I do feel that Wednesday and Thursday have taken a toll on investor sentiment. This can be seen in the color of the indexes of course, but also through my patented in-house indicator, the "hollow mailbox syndrome". Most of the time, I receive an excessive number of messages every day, which are filtered and classified via complex rules in little tabs called "Analysis", "Management Companies", "Listed Companies News", "Recruitment" or "Bloomberg Alerts" for example. Overall, between 100 and 300 emails pass through these pipes every day. All this to say that a few times a year, the "empty mailbox syndrome" occurs, always after a difficult stock market session. Like yesterday's. During these episodes, analysts prefer to let the storm pass to avoid saying stupid things, companies avoid publishing information unless they have no choice and managers practice a timely ostrich policy. So when I get as few messages as I did this morning, I know that the previous day's session went badly.

 

How bad? Well, let's just say that the market seems to consider since yesterday that bad news is bad news. In the past few months, the market has tended to rely on the mantra "bad news ? good news!", which allowed it to cling to the hope that central banks would become pro-growth again as they saw a steady stream of bad macroeconomic figures alongside a reduction in inflationary pressure. But economics being a hopelessly inexact science, things are not going as planned. There was a big disconnect between market expectations and the substance of the week's many monetary policy decisions. Not so much on the numbers, as all the central banks raised rates by half a point, as was expected. But rather on the speeches. Investors were hoping for a firmness tinged with optimism, they got a firmness tinged with caution. Jerome Powell for the Fed on Wednesday and Christine Lagarde for the ECB on Thursday made it clear that before worrying about when rates will come down, they will have to go through the phase of an economic slowdown.

I'll end by reminding you that this is the third Friday of the month and that it is synonymous with the derivatives clearing session. December clearing is also the fourth quarter clearing. So it's kind of the end of the trading year, at least for a number of products. So, there could be quite a bit of volatility.

 

Economic highlights of the day:

The flash PMI indicators for December for the major economies will be announced throughout the day. All the macro agenda is here.
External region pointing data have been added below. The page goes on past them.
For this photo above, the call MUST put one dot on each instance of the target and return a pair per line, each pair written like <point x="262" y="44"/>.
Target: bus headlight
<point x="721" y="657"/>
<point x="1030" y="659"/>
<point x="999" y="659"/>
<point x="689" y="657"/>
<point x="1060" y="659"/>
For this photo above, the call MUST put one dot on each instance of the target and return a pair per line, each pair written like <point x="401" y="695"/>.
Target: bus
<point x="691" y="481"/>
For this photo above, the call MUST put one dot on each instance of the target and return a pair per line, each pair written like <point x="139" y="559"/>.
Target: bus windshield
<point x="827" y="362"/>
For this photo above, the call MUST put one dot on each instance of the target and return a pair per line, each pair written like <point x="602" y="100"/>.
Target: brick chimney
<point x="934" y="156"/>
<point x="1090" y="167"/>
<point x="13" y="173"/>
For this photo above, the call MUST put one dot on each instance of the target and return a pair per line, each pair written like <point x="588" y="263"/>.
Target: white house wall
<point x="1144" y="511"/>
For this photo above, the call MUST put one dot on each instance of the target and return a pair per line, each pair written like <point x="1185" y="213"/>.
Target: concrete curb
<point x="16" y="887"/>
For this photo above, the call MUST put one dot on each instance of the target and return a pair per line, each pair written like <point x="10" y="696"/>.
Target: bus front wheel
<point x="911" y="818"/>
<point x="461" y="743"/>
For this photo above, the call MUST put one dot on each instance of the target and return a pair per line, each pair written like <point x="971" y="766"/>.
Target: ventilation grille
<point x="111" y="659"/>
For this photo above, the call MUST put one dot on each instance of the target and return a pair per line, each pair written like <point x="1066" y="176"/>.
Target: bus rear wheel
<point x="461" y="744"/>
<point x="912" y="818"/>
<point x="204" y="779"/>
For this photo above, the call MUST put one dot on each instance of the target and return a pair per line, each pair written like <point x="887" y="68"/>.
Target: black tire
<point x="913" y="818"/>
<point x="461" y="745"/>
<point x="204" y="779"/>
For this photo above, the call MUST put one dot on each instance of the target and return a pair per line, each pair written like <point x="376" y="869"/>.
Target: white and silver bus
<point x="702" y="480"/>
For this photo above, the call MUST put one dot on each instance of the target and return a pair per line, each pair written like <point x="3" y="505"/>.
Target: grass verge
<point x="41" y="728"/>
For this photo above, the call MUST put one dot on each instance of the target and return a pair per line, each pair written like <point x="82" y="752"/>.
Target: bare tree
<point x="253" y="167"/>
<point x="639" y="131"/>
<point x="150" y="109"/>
The dollar is slightly down to EUR 0.9415 The ounce of gold is back down to 1785 dollars. Oil retreats again after its surge, with North Sea Brent at USD 79.63 a barrel and US WTI light crude at USD 74.57. The yield on 10-year US debt is holding steady around 3.48%. Bitcoin is still trading around 17,000 dollars.

 

In corporate news:

* Adobe jumped 4.2 percent in premarket trading as the Photoshop maker said Thursday it expects first-quarter adjusted earnings per share of between $3.65 and $3.70, compared with analysts' consensus of $3.64, according to Refinitiv data.

* The French National Financial Prosecutor's Office (PNF) announced Friday that searches were conducted Thursday at the General Electric site in Belfort as part of a preliminary investigation into aggravated tax fraud.

* U.S. Steel gained nearly 1% in premarket trading after the company raised its fourth-quarter adjusted earnings per share guidance.

* Amazon will adapt the battle game "Warhammer 40,000" for film and television after signing a tentative agreement with British publisher Games Workshop.

* Meta Platforms is up 1.7% in pre-market trading after JP Morgan raised its recommendation to "overweight" from "neutral".

* Digital World Acquisition is down 4.8% in premarket trading after the announcement on Friday of the departure of its chief financial officer Luiz Braganza.